Há homens que se medem pela altura, outros pela fortuna, outros ainda pelas obras que deixam no mundo. Gallileo media-se pelos livros que lia. Não pela estante, que era modesta, mas pelo mapa íntimo que cada volume traçava na sua mente.
Tudo começou em 1986, com A Bolsa Amarela, de Lygia Bojunga. Gallileo era então um menino de olhos arregalados, que descobria no papel um refúgio e um reino. Os livros da infância foram chegando como mensageiros inocentes: O Menino Maluquinho, Reinações de Narizinho, Chapeuzinho Amarelo.
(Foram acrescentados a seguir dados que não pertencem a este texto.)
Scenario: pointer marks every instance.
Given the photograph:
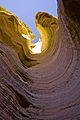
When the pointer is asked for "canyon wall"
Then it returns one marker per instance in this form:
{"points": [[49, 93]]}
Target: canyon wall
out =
{"points": [[43, 86]]}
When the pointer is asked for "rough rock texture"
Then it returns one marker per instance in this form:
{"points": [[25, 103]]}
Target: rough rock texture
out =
{"points": [[43, 86]]}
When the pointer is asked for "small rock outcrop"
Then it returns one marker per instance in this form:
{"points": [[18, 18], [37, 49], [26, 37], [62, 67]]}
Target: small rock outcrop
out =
{"points": [[43, 86]]}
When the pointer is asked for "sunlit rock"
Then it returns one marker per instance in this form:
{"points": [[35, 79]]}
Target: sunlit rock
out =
{"points": [[44, 84]]}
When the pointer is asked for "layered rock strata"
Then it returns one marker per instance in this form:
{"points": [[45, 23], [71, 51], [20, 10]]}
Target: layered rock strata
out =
{"points": [[43, 86]]}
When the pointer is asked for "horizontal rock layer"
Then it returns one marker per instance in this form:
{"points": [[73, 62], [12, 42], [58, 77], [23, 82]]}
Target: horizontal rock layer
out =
{"points": [[42, 86]]}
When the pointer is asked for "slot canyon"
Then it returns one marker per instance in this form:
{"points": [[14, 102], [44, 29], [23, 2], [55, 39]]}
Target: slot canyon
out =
{"points": [[45, 84]]}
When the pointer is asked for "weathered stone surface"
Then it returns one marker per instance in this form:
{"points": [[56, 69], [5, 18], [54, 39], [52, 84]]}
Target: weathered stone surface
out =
{"points": [[42, 86]]}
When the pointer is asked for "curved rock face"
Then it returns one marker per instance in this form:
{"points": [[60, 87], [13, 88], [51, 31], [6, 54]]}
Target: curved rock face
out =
{"points": [[42, 86]]}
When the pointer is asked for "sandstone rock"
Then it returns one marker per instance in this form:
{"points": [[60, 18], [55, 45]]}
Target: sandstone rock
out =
{"points": [[42, 86]]}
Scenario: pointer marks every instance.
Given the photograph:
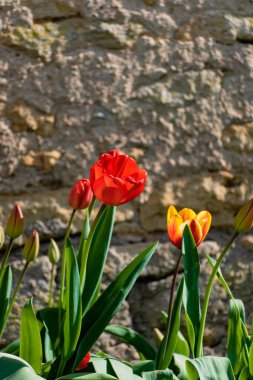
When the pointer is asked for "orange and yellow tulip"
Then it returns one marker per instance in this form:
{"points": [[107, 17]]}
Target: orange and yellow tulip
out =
{"points": [[176, 221]]}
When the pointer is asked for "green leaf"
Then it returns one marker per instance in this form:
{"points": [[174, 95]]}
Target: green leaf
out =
{"points": [[143, 366], [14, 368], [49, 316], [72, 302], [182, 346], [236, 342], [122, 370], [191, 289], [98, 252], [251, 359], [30, 341], [166, 374], [133, 338], [209, 368], [12, 348], [167, 346], [103, 310], [5, 292], [89, 376]]}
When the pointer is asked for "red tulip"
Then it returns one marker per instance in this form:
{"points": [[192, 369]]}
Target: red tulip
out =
{"points": [[80, 195], [15, 223], [84, 363], [199, 224], [116, 178]]}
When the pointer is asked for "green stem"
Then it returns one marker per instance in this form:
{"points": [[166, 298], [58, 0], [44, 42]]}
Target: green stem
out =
{"points": [[63, 266], [87, 247], [167, 331], [51, 286], [199, 347], [5, 259], [14, 297]]}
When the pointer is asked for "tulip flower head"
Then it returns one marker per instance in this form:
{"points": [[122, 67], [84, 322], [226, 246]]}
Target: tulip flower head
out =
{"points": [[243, 220], [116, 178], [31, 248], [84, 363], [15, 223], [199, 224], [81, 194]]}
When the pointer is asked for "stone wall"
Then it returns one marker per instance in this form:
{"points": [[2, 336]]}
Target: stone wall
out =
{"points": [[169, 82]]}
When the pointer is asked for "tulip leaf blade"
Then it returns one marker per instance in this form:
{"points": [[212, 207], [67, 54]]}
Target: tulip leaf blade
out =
{"points": [[30, 340], [209, 367], [97, 255], [5, 293], [103, 310], [72, 300], [167, 346], [133, 338], [14, 368], [191, 288]]}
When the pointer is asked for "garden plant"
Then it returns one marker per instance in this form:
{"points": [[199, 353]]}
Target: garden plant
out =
{"points": [[56, 342]]}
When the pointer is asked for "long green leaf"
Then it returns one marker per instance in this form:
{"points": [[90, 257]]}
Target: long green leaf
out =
{"points": [[209, 368], [72, 302], [5, 292], [98, 252], [100, 314], [235, 344], [166, 374], [168, 346], [14, 368], [89, 376], [30, 341], [191, 289], [133, 338]]}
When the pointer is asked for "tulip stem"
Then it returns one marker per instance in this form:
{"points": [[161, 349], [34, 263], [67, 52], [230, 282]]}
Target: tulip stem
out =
{"points": [[63, 266], [51, 286], [199, 348], [5, 258], [14, 297], [167, 331], [86, 247]]}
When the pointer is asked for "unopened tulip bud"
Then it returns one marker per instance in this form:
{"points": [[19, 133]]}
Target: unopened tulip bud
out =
{"points": [[1, 236], [81, 194], [53, 252], [15, 223], [243, 220], [31, 248]]}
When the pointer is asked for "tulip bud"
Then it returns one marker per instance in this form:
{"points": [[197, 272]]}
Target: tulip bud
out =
{"points": [[31, 248], [80, 195], [1, 236], [243, 220], [15, 223], [53, 252]]}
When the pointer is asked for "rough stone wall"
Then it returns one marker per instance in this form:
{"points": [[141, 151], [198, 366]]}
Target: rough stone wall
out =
{"points": [[167, 81]]}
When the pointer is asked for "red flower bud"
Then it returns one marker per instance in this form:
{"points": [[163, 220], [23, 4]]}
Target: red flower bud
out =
{"points": [[31, 248], [84, 363], [116, 178], [81, 194], [243, 220], [15, 223]]}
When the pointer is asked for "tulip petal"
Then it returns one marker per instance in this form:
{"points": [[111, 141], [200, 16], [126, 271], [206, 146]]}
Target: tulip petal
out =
{"points": [[171, 212], [187, 214], [204, 218], [175, 231], [196, 231]]}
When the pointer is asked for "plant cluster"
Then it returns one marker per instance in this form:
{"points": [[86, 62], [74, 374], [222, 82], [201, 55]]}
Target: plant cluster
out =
{"points": [[56, 341]]}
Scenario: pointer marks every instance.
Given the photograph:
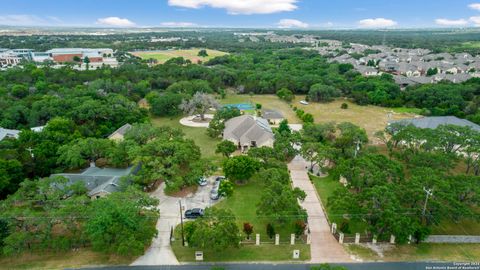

Eram portas de entrada para um pacto secreto que faria com a literatura para o resto da vida.
Os anos 90 chegaram com a descoberta do mistério em O Escaravelho do Diabo e a aventura épica em A Ilha Misteriosa. Mas foi com Os Doze Trabalhos de Hércules, de Monteiro Lobato, que Gallileo percebeu que os livros não eram apenas histórias: eram labirintos de significado, e ele queria perder-se neles. Aos dezessete anos, as distopias de Orwell e Bradbury acederam-lhe um fogo cívico, enquanto o diário de Anne Frank lhe ensinava que a literatura podia ser um grito contra a barbárie.
A viragem aconteceu na faculdade. O rapaz que devorava Sidney Sheldon e Paulo Coelho deparou-se com Curso de Linguística Geral de Saussure. Foi como trocar um riacho sereno por um oceano. Benveniste, Bakhtine, Jakobson – nomes que soavam a feitiços – revelaram-lhe a arquitetura invisível da linguagem. Os Irmãos Karamazov consumiram-lhe cinco meses de leitura lenta, dolorosa e transformadora. Já não lia por prazer; lia por necessidade, como quem respira.
Aos trinta anos, Gallileo era um leitor formado, mas a sua sede era insaciável. Mergulhou em O Príncipe de Maquiavel, no Segundo Tratado sobre o Governo Civil de Locke, na Riqueza das Nações de Adam Smith. A sua lista de 2015 é um testemunho dessa ambição: Plutarco, Santo Agostinho, Montaigne, Shakespeare, Marx, Tocqueville. Um homem sozinho, na sua sala, a dialogar com os gigantes do pensamento ocidental.
Nos últimos anos, o cânone deu lugar a uma curiosidade mais vasta e generosa. Chimamanda Adichie sentou-se à sua mesa, assim como Lina Meruane e Jeferson Tenório. A sua biblioteca tornou-se verdadeiramente global.
Hoje, aos 39 anos de leitura ininterrupta, Gallileo olha para trás. Vê números, vê médias e pilhas. Mas os números pouco lhe importam.
O que importa é o fio invisível que liga A Bolsa Amarela a Um Defeito de Cor, o menino que era ao homem que é. A sua vida não está apenas na biografia que poderia escrever; está nesta outra, feita de papel e tinta, na biblioteca viva que construiu volume a volume, ano a ano. E percebe, finalmente, que não foi ele que leu os livros: foram os livros que o leram a ele, página a página, até o tornarem na pessoa que se senta hoje, de novo, a abrir um livro – Breve História da União Soviética – porque a viagem, Gallileo sabe, nunca termina.